A constitutive obstacle has two components: the constraint (the rules of the game) and the resistance (the actual difficulty of executing within those rules). Flow Calibration only touches the second. The AI adjusts difficulty — makes the opponent harder, the climb steeper, the creative brief more demanding — but it cannot change the first. The runner still has to run. The potter's hands still have to center the clay. The chess player still has to find the move.
So the question is really: is the resistance component sufficient to generate genuine meaning, or does the meaning require that the resistance be unmanaged? Suits is ambiguous on this. His definition — voluntary attempt to overcome unnecessary obstacles — specifies voluntary and unnecessary but says nothing about unmanaged. A tennis ball machine is a managed obstacle.
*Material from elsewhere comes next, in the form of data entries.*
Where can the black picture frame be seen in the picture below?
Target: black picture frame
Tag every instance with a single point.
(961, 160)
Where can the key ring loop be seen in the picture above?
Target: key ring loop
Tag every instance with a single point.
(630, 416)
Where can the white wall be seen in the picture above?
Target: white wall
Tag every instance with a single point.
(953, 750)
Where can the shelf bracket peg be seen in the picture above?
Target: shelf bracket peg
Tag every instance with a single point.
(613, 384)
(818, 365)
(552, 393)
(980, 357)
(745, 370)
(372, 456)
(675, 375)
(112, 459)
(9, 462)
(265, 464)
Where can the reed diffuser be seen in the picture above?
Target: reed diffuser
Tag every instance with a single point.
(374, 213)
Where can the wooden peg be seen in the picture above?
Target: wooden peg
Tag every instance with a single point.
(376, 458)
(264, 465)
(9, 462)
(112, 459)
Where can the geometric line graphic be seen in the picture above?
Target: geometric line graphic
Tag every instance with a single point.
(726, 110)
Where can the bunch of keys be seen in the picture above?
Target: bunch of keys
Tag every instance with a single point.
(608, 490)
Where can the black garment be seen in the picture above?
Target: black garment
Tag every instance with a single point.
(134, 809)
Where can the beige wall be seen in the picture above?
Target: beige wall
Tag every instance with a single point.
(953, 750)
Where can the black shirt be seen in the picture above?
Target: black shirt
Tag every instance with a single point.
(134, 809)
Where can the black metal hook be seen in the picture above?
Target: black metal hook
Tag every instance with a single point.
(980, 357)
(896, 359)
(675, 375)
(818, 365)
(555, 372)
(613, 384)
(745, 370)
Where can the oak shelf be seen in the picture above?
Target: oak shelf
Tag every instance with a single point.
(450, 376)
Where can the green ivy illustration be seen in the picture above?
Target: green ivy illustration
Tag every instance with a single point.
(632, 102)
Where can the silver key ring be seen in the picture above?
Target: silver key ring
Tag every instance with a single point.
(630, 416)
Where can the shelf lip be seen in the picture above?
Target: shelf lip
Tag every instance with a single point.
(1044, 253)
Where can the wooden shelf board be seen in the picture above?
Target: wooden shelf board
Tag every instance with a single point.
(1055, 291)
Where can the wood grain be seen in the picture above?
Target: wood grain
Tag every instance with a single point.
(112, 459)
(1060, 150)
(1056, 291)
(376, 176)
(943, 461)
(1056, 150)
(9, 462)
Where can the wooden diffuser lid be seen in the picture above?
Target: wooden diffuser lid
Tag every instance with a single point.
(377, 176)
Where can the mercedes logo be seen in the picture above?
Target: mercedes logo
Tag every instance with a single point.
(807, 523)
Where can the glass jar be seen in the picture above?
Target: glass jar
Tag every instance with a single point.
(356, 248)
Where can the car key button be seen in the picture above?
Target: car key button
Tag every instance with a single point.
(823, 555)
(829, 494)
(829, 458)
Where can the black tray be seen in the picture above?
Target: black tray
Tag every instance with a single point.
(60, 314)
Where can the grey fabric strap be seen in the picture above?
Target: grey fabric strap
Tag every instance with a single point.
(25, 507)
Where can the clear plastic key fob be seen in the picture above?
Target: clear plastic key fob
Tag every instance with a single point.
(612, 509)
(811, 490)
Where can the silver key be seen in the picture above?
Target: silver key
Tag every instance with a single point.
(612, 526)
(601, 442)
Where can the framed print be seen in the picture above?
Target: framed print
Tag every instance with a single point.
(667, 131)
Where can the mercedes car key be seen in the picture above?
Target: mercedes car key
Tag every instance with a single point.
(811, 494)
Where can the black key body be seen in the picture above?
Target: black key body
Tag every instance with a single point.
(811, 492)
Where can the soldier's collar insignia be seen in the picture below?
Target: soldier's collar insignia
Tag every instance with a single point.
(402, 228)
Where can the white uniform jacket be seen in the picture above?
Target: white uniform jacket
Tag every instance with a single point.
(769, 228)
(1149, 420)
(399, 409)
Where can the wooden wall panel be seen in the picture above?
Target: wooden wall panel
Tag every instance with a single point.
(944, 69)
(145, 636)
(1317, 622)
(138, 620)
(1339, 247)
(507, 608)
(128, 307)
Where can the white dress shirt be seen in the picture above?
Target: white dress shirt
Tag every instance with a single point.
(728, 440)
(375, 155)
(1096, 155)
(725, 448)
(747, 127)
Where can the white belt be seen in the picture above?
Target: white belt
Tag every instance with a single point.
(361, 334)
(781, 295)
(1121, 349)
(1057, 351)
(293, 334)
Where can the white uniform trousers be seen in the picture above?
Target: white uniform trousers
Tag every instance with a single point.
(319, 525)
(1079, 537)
Nobody argues that practicing against one is meaningless. The question is whether AI calibration is more like a tennis ball machine (a tool that makes genuine practice possible) or more like a cheat code (something that removes the genuine test).
My tentative answer: it depends entirely on whether the Arena's declared challenge and stake structure is intact. If you have publicly declared "I will run a sub-4-hour marathon" and the community has witnessed that declaration, then the flow calibration that helped you train for it does not diminish the achievement — the obstacle was the marathon, not the training regimen. But if flow calibration is applied to the challenge itself — if the AI quietly lowers the bar when you're struggling so you always feel productive — then yes, it's obstacle theater and the MT system fails.
This is why the Arena's Outcome Record is load-bearing. Immutable public records of attempts and results are what separate genuine challenge from managed comfort. Without them, flow calibration is a cheat code. With them, it's a training tool.
I'm not fully satisfied with this. The line between "training tool" and "cheat code" is harder to draw in cognitive and creative domains than in athletic ones. I don't have a clean answer for what flow calibration looks like for a novelist or a philosopher without it becoming obstacle theater. That's the genuine open problem.
Where does the model break?
And specifically: does the Flow Calibration mechanism actually preserve genuine difficulty, or does AI-calibrated challenge just create sophisticated obstacle theater — where the appearance of struggle replaces the real thing?